The PM refused to delve further into the issue but stated that the construction of the "modern Hungarian Army" is underway.
Viktor Orban on Monday became the first Hungarian prime minister to visit the White House in 14 years. Donald Trump publicly praised Orban, who has been incrementally estranged from Western Europe, as a "tough" and "respected" leader.
"Viktor Orban has done a tremendous job in so many different ways. He's highly respected, respected all over Europe. Probably like me a little bit controversial, but that's OK. That's OK. You've done a good job. And you've kept your country safe," Trump told his counterpart in front of reporters ahead of their meeting.
The US president, who is often likened to Orban due to a similar hard-line immigration stance, told him at the end of the meeting that "it's like we're twins", US Ambassador to Hungary David Cornstein said in an interview with a local media outlet.

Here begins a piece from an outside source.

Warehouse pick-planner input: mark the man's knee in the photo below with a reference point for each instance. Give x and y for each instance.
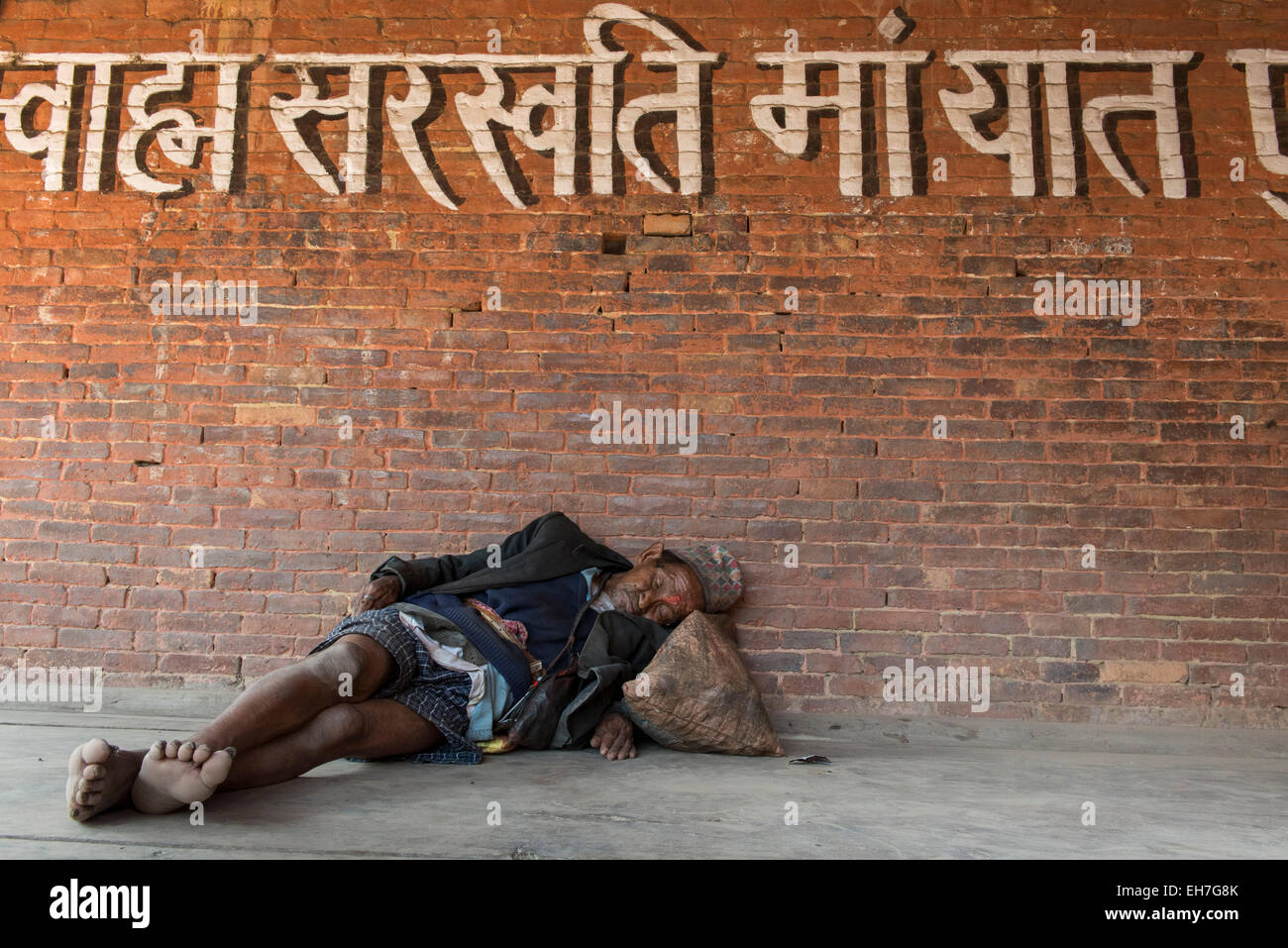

The envoy said that the two leaders discussed matters such as trade relations, energy and arms purchase in general, without going into specifics.
According to AP, however, Orban asked Trump to prop up US-Romanian cooperation regarding the extraction of natural gas. Hungary, which relies heavily on Russian gas deliveries, wants Exxon Mobil to tap Romania's gas fields in the Black Sea.
Exxon is currently weighing whether to invest in an offshore gas project in Romania, but Hungarian Foreign Minister Peter Szijjarto threatened to strike a long-term gas supply deal with Russia if the US oil giant fails to take this decision by September.
Hungary's controversial prime minister, who is serving his third consecutive term and fourth overall, has been scolded in the European Parliament for the alleged erosion of democratic values under his rule and for targeting NGOs that help refugees and asylum seekers.
Orban is a vocal opponent of tough immigration policies. "There will be two civilisations in the EU," he said in January, "one mixed Muslim-Christian in the West, and one traditional European-Christian in Central Europe."
He has also openly opposed EU plans to enforce refugee redistribution quotas; Hungary, meanwhile, was one of the first countries that refused to sign the UN Migration Compact.